The New York City school system has done this for decades. I know this because it happened when I attended high school in pre-artisinal Brooklyn. 

New York is very strict about meeting requirements. Placement in a lower grade helps an ESL student born overseas to catch up and reach their full potential instead of being "aged out" of the free education system at age 18. It's a generous opportunity for the student to succeed in this country. If this option wasn't available it's possible that the student from China might graduate high school unprepared for college. She might end up paying for remedial classes at a community college, or forced in to the work force in a low level job.

When I was in high school there was one particular group of students whose parents came to this country so their sons could escape the draft in Turkey. At the time draft age in Turkey was quite low. One young man was originally from the USSR. His parents went to Turkey first and then came here. He was a 20 year old high school junior who took advanced placement/honors classes in German, Russian and math. He also took remedial English classes. His English was tolerable, but he was progressing. He was making the very best possible use of his time in high school by gaining college credits for areas where he was strong, and he was extremely grateful for the opportunity for a free American education. 
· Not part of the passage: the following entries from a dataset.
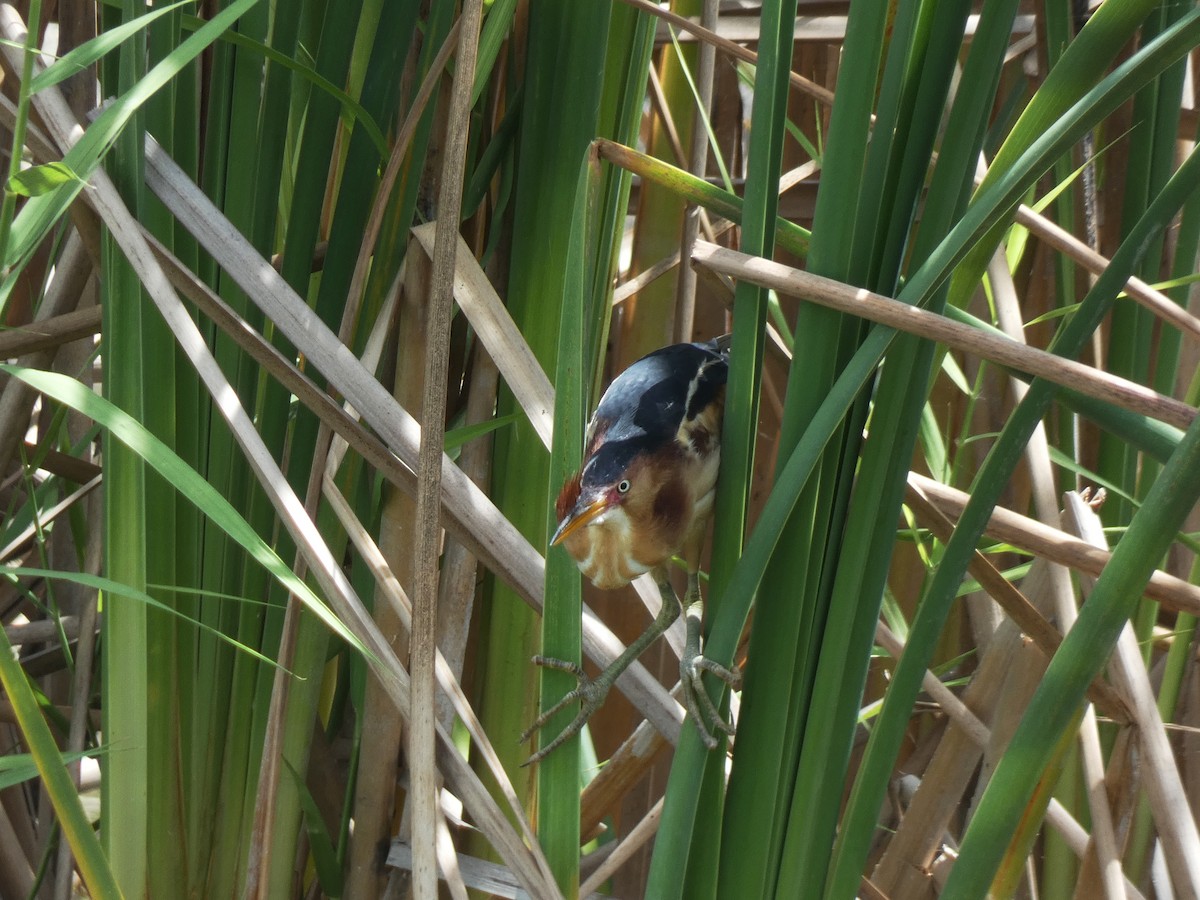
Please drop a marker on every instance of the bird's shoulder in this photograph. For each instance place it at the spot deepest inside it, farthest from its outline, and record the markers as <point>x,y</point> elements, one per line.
<point>649,402</point>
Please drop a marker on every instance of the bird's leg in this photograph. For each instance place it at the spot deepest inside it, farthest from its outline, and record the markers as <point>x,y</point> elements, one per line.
<point>592,691</point>
<point>693,665</point>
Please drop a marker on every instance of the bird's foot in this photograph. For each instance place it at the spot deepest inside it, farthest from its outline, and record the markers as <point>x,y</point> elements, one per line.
<point>700,706</point>
<point>591,694</point>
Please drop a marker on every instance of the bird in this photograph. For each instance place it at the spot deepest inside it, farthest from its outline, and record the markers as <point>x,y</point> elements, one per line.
<point>642,496</point>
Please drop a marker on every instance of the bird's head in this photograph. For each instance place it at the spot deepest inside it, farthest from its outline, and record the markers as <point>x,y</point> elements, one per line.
<point>592,495</point>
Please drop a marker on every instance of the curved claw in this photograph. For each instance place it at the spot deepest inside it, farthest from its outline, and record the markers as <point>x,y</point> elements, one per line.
<point>701,708</point>
<point>591,695</point>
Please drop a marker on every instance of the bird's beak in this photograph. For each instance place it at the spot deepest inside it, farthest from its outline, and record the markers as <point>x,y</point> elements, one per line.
<point>582,515</point>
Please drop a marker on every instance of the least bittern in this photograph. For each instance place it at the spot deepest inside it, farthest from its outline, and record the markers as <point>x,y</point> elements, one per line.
<point>645,495</point>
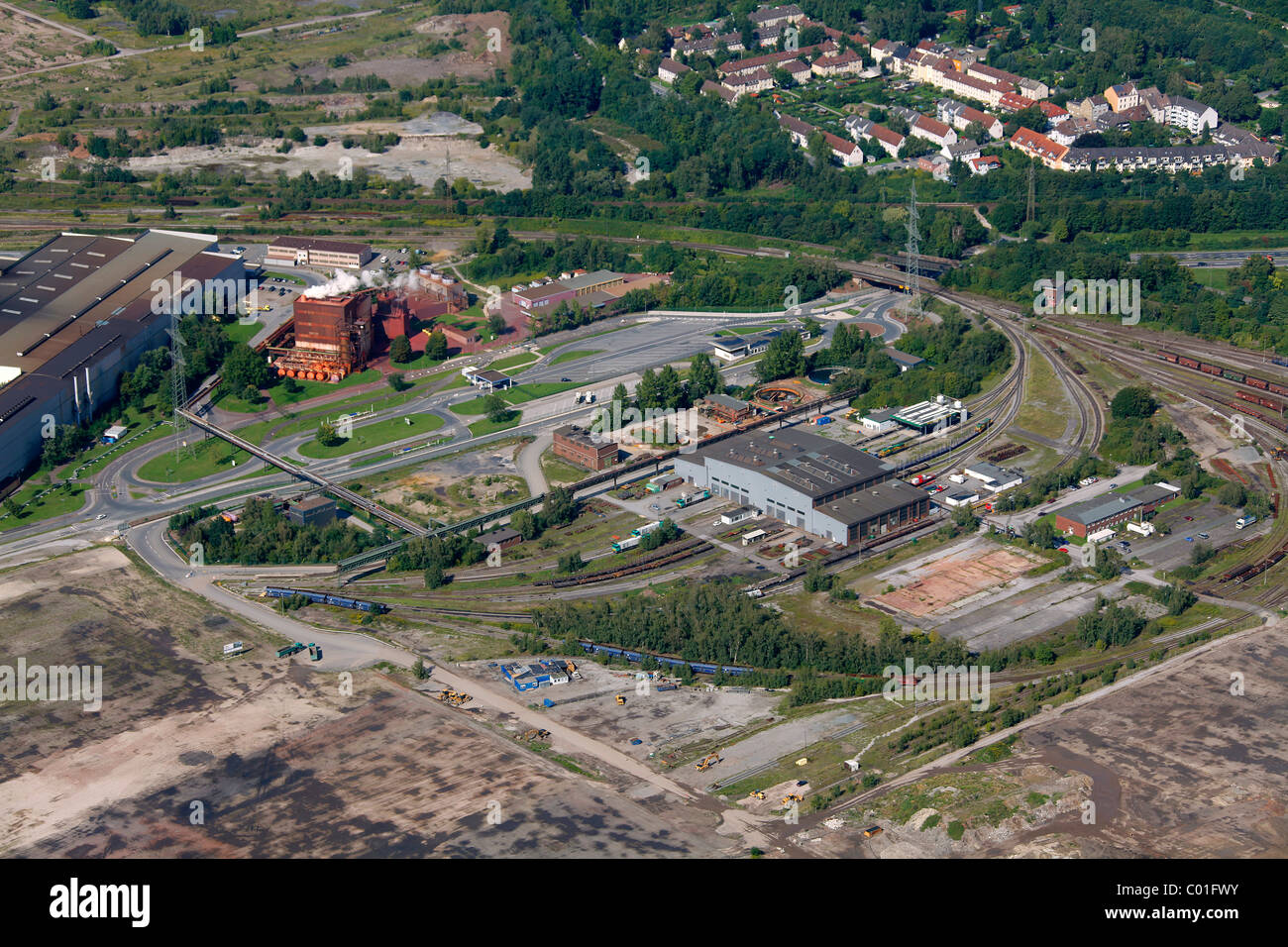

Ironically, one of the young Turkish men was drafted into the army and was sent overseas where he died serving the United States. Ironic because his family had come to this country to save their teens from the draft in Russia and/or Turkey.


----------



## Dawn's mom (Jul 2, 2015)

When I was in high school there were young adults in my class. The reasons for them not completing high school at the ideal age is infinity, especially when your talking about people who come from different parts of the world. There are refugees who have ran from war torn countries and never got the chance to go to school at all. Think of the pride that student has when they become the first person in their family to go to school and then graduate. And then there are people who have learning delays or disabilities. Some people need to take time off school and finish later when other things in life get in the way. But that is why they have Mature Student programs and Adult Education Centres. 
I graduated high school when I was 27 with Adult Ed. I'm the first person on my mom's side to graduate high school. I'm proud because I went back to complete my education on my own accord and got a Mature Student diploma. :smile:


----------